The study, complete with its major flaws, concluded: “Both graduated extinction and bedtime fading provide significant sleep benefits above control, yet convey no adverse stress responses or long-term effects on parent-child attachment or child emotions and behavior.”
There are two ways to look at disrupted sleep during the early years of parenting:
- You can accept that babies and toddlers will wake at night and need parent support to return to sleep;
- You can see night waking as a ‘sleep problem’ and seek to resolve that problem through training.
When we see reports of research like this, it is important to consider the findings against what we already know about infant sleep.
Should These Babies Be Sleeping Through The Night Yet?
The crucial factor in the recruitment of families for this controlled crying study was the ‘yes or no’ answer to a simply phrased question: ‘Does your baby have a sleep problem?’
The primary myth around infant sleep is the belief that ‘babies should be sleeping through the night at some point in the first year’.
The reality?
Research from the UK (which studied 715 babies) clearly shows that 78% of babies aged six to 12 months still regularly wake at least once in the night, with 61% having at least one milk feed during the night.

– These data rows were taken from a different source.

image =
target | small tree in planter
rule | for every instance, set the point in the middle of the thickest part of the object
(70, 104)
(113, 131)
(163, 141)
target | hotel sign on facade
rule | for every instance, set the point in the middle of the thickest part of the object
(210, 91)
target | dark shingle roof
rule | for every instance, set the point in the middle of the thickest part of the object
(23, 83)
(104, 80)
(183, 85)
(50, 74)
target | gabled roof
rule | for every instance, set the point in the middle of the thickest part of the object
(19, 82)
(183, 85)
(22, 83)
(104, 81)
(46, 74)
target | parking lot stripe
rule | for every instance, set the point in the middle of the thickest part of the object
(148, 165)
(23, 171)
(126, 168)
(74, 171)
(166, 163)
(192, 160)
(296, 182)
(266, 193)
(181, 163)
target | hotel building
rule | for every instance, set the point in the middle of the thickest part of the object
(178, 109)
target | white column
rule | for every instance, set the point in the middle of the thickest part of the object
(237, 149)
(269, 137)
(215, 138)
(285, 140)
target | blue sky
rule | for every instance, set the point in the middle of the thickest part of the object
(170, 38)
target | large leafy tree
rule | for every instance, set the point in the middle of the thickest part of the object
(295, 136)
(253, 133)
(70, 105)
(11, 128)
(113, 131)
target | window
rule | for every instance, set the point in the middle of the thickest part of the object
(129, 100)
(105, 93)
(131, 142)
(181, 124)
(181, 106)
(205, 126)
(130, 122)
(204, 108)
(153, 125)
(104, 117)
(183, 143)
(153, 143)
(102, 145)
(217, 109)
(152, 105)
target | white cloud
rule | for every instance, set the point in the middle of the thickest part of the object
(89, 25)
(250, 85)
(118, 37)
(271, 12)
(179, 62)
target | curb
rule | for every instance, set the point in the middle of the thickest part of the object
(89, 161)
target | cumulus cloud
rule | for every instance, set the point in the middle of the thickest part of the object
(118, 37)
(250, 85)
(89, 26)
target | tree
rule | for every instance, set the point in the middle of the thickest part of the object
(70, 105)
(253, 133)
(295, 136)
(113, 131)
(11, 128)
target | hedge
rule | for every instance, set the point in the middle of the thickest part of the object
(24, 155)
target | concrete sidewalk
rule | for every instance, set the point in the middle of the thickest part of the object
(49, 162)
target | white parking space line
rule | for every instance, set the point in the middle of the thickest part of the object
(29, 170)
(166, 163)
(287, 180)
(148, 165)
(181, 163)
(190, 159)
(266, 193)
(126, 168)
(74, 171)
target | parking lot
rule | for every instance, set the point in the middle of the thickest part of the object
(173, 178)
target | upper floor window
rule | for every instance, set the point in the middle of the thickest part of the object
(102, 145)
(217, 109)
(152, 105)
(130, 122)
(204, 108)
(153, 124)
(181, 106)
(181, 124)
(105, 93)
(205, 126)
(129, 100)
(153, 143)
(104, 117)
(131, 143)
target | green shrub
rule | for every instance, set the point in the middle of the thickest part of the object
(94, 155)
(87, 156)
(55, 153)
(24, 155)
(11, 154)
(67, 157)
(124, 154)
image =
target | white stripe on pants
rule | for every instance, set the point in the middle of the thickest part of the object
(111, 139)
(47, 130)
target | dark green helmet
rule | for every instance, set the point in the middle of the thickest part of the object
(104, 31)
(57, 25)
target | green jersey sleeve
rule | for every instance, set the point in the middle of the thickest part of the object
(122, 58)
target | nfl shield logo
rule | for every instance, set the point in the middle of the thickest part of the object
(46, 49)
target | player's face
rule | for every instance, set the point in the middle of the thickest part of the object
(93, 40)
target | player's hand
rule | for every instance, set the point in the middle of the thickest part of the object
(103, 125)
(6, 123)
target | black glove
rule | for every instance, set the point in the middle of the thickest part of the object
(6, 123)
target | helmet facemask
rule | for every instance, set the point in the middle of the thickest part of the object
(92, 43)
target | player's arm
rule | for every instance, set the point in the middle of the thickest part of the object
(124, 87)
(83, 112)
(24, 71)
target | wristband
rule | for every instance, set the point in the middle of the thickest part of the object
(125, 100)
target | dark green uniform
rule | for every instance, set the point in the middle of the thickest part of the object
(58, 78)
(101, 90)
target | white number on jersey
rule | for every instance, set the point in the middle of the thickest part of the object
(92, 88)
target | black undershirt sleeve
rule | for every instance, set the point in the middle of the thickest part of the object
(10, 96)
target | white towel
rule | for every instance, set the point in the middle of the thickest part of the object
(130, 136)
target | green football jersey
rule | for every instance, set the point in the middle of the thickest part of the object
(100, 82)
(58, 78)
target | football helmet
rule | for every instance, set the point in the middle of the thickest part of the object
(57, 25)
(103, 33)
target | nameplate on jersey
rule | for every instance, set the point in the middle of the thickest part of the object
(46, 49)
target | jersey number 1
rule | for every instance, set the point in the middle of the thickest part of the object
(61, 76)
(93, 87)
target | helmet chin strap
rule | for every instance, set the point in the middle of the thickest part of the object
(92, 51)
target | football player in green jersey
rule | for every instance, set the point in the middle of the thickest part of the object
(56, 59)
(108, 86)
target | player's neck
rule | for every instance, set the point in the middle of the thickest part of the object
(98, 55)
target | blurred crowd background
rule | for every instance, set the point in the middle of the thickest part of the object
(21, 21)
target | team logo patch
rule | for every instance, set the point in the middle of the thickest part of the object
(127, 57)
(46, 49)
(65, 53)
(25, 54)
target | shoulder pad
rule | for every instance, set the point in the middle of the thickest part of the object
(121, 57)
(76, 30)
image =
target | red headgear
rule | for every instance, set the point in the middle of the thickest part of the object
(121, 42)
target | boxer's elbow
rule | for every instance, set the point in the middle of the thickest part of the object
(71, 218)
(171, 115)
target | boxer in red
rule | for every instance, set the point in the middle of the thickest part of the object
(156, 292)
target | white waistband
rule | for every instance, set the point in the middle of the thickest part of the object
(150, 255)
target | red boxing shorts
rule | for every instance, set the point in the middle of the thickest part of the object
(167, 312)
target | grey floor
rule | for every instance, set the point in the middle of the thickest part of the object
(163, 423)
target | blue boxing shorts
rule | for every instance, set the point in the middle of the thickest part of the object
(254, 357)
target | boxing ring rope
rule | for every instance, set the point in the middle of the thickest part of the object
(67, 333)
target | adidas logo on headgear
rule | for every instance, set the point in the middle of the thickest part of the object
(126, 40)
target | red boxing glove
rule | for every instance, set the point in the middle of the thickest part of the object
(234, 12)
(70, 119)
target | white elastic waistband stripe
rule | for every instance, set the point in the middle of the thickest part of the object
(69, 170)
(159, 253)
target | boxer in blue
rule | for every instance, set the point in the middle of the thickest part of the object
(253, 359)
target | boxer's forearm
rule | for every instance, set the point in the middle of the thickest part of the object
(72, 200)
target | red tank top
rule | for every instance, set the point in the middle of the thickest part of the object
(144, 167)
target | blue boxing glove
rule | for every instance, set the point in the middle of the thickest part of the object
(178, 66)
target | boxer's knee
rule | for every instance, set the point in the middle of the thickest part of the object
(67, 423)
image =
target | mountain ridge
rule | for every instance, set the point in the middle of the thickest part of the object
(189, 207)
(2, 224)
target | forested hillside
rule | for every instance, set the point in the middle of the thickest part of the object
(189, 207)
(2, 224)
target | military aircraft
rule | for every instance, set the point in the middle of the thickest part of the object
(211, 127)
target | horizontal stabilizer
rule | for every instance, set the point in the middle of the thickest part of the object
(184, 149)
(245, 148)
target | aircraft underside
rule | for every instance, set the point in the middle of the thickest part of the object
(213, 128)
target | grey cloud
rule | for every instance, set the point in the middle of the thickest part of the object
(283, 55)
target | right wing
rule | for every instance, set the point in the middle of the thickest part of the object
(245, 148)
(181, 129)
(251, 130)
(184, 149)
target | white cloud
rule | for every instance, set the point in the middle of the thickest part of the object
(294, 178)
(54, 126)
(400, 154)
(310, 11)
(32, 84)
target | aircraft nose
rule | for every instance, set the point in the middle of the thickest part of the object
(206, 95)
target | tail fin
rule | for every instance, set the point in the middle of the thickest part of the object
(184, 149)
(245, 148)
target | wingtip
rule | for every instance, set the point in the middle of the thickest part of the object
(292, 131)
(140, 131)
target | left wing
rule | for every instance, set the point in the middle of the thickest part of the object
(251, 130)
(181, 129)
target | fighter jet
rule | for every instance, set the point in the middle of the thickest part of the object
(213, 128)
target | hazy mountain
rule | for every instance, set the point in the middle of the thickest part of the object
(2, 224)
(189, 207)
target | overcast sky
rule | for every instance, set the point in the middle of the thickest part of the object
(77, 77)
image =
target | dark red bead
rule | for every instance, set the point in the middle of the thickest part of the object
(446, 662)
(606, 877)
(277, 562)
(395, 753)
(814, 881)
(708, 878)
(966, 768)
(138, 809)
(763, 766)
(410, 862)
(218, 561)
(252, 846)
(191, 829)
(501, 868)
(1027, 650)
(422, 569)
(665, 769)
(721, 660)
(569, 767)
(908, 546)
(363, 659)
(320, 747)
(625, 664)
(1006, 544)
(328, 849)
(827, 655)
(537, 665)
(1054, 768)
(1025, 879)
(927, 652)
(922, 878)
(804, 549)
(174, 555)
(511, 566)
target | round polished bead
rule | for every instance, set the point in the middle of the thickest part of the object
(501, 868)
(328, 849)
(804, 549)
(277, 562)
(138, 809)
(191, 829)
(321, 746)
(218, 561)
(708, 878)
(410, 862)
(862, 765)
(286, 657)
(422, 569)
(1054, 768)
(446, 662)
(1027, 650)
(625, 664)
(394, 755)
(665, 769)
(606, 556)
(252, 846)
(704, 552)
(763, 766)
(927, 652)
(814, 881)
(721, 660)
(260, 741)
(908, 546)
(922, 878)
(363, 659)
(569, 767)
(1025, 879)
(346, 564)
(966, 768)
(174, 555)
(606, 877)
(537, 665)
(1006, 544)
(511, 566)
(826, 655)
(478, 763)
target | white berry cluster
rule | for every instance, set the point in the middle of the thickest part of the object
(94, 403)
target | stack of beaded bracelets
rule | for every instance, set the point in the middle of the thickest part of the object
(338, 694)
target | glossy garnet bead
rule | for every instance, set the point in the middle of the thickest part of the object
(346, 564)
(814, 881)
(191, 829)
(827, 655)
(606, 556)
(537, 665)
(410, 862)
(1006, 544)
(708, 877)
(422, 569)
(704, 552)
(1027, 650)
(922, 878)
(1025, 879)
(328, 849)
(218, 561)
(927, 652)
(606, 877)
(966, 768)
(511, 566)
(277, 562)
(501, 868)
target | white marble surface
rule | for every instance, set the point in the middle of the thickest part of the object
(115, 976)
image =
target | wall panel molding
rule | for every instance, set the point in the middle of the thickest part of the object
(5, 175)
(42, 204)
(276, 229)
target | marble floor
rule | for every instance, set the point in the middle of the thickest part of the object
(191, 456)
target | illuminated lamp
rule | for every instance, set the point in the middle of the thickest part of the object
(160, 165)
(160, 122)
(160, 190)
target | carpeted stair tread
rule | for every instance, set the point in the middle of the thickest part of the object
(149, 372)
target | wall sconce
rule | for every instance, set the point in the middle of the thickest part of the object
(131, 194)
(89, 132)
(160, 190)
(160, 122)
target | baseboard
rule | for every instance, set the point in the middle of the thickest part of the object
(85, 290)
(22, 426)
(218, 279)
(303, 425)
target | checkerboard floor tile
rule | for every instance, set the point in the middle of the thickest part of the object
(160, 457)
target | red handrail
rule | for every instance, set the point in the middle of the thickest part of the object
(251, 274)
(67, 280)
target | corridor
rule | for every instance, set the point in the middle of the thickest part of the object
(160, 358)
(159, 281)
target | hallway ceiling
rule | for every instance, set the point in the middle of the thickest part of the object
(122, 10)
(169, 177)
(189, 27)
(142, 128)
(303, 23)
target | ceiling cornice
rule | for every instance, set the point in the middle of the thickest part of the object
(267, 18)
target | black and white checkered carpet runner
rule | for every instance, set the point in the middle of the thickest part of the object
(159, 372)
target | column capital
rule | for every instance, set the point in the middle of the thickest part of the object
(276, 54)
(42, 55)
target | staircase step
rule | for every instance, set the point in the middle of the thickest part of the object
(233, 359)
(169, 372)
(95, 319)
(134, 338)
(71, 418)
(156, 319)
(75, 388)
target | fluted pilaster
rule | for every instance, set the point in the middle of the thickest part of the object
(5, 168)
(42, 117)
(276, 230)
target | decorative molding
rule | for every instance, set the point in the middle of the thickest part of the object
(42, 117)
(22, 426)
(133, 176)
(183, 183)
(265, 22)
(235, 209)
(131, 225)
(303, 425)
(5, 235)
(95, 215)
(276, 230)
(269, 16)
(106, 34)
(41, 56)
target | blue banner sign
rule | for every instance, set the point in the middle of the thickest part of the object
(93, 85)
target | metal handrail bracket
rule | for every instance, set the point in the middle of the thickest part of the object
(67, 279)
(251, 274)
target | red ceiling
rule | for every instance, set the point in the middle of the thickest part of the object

Most telling of all: one third of parents admit to lying about their baby’s sleep.
What About The Wonder Weeks?
The babies in this study were aged between 6 and 16 months. This is a critical period of sleep disruption associated with major mental developmental Leaps, popularly known as Wonder Weeks.
Within this timeframe, Leaps occur at 26 weeks, 37 weeks, 46 weeks, 55 weeks and 64 weeks. This age group sees most babies learning to crawl, sit, stand and walk – all significant stages of physical development. Research has shown that crawling alone disrupts sleep patterns for as long as three months after that milestone is achieved, which is on average, at 7 months.
Cortisol: The Stress Hormone
These researchers wanted to see if the babies in the study were stressed by the experience. Stress levels can be assessed by measuring the level of the hormone cortisol in a saliva sample.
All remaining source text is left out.